For this church:
The windows at Holme include glass of every century from the 13th to the 17th. Prior to their reconstruction in 1933 by Nevil Truman, the windows, in common with the rest of the church, were in a deplorable state. Glass that had fallen out had been replaced incorrectly and in some instances partly bricked up and patched with plate glass. The reconstruction cleaned and brought the fragments together in their proper places.
Inscriptions run along the bottom with little portraits of the donors and their families. Above these are three coats of arms. The shields from left to right are (10) Barton and Bingham, (11) Barton, (12) Barton, Ratcliffe, Lee and Ashton (numbers as in drawing below).
Three figures of saints occupy the lights with canopies above. The centre figure is a bishop; that on the left a priest and on the right is a figure in a white alb.
Diamond-shaped quarries with the John Barton’s merchant’s mark, his initials and his rebus – a ‘bar’ and a ‘tun’ – can be seen many times in the groundwork. The inscription reproduces the original one. It reads:
Nevil Truman obtained 14th century glass from the ruined church at Annesley to fill in the outer lights which had no painted glass. Colonel Chaworth-Musters, in whose park Annesley old church stood, donated the glass along with a box of pieces of the same period which he had found in one of his outbuildings. This gift is recorded on an inscription in the window.
The lower two quatrefoils form a ‘Coronation of our Lady’, whilst the upper quatrefoils include the arms of Annesley and Leigh. The traceries show censing angels in the outer lights of the top four and Tudor roses in the smaller lights.
The scheme for the three centre main lights was worked out by Nevil Truman and reconstructed by George and Dennis King of Norwich. The reconstruction of the outer main lights and the traceries was worked out by Nevil Truman; Mr H T Hinks of Nottingham being the craftsman.
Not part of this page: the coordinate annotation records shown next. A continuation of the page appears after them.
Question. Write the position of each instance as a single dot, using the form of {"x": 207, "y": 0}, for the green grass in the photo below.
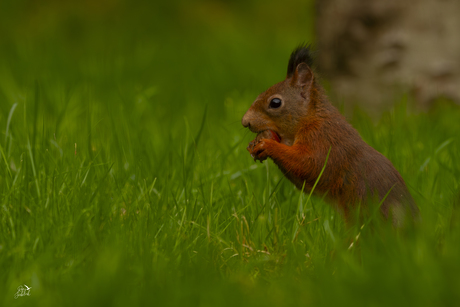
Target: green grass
{"x": 125, "y": 181}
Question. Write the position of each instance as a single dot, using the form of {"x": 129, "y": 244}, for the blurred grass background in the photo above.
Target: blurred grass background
{"x": 124, "y": 177}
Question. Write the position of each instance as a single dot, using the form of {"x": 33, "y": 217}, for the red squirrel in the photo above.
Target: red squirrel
{"x": 297, "y": 127}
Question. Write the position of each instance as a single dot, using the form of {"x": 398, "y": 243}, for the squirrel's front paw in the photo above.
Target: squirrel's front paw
{"x": 259, "y": 150}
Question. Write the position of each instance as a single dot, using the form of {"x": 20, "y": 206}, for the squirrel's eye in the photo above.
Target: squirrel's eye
{"x": 275, "y": 103}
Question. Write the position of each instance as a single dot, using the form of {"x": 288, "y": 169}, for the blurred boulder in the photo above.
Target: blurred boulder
{"x": 371, "y": 51}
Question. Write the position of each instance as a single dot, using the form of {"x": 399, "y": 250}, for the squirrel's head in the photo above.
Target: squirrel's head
{"x": 285, "y": 104}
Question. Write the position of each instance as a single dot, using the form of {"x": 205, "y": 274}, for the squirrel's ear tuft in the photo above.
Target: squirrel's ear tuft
{"x": 303, "y": 75}
{"x": 301, "y": 54}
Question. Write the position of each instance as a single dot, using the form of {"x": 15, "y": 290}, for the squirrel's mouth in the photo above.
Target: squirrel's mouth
{"x": 268, "y": 134}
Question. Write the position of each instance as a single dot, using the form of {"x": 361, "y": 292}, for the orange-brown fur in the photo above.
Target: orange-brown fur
{"x": 309, "y": 126}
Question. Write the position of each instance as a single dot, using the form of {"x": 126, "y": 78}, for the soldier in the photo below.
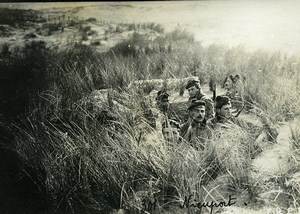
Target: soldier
{"x": 195, "y": 92}
{"x": 195, "y": 130}
{"x": 223, "y": 112}
{"x": 171, "y": 131}
{"x": 163, "y": 104}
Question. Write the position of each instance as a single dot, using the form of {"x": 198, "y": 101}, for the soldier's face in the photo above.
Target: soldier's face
{"x": 198, "y": 113}
{"x": 163, "y": 106}
{"x": 192, "y": 91}
{"x": 225, "y": 111}
{"x": 171, "y": 134}
{"x": 228, "y": 84}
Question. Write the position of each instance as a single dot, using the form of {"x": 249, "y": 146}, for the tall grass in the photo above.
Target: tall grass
{"x": 79, "y": 162}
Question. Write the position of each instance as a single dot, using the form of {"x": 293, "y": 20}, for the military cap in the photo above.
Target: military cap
{"x": 195, "y": 103}
{"x": 172, "y": 123}
{"x": 221, "y": 101}
{"x": 191, "y": 83}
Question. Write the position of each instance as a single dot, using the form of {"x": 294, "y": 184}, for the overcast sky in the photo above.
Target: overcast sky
{"x": 265, "y": 24}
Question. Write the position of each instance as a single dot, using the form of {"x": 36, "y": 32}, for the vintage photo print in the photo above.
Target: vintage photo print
{"x": 150, "y": 107}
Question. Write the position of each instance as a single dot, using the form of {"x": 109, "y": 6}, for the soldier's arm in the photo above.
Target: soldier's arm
{"x": 210, "y": 113}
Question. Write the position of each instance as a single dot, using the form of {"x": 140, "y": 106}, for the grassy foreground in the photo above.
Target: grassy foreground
{"x": 79, "y": 162}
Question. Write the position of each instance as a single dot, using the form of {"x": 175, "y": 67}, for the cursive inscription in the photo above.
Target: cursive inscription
{"x": 189, "y": 201}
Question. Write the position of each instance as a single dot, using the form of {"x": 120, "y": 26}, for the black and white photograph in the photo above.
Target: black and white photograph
{"x": 153, "y": 107}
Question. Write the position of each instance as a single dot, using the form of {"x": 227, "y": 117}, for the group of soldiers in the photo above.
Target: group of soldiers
{"x": 204, "y": 114}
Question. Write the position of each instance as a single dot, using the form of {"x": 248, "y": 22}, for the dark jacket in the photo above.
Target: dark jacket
{"x": 209, "y": 104}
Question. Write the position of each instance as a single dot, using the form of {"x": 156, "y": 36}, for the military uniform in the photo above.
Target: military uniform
{"x": 209, "y": 105}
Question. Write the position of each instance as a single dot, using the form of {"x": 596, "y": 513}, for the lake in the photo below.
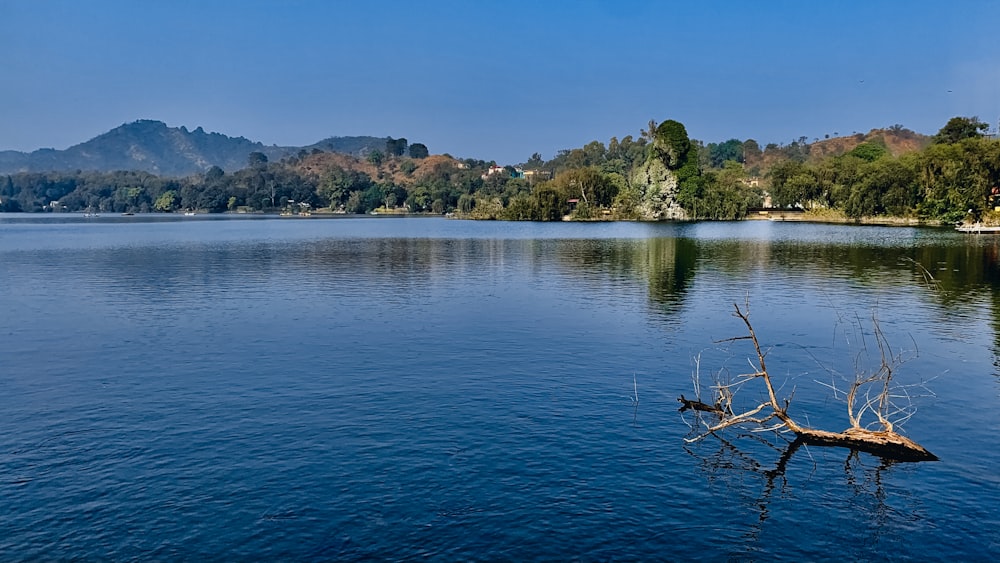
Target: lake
{"x": 225, "y": 388}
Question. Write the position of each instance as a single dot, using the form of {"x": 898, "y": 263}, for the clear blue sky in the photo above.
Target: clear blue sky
{"x": 493, "y": 80}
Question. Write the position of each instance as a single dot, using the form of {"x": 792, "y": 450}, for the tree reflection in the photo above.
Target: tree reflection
{"x": 760, "y": 471}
The traceries of the east window contain glass dating from the 15th century. Originally there was a prophet in each of the 12 tracery lights. Those that could be saved were reconstructed during the restoration in the 1930s by Nevil Truman. They are, from left to right: fragments; Sophonias; Amos and Isiah.
The main lights contain 16th century and 17th century pieces (including a mitred bishop’s head and a flying cherub) bought in Beauvais, some 13th century fragments from Salisbury and, in the outer lights, a 1856 copy of 12th century grisaille.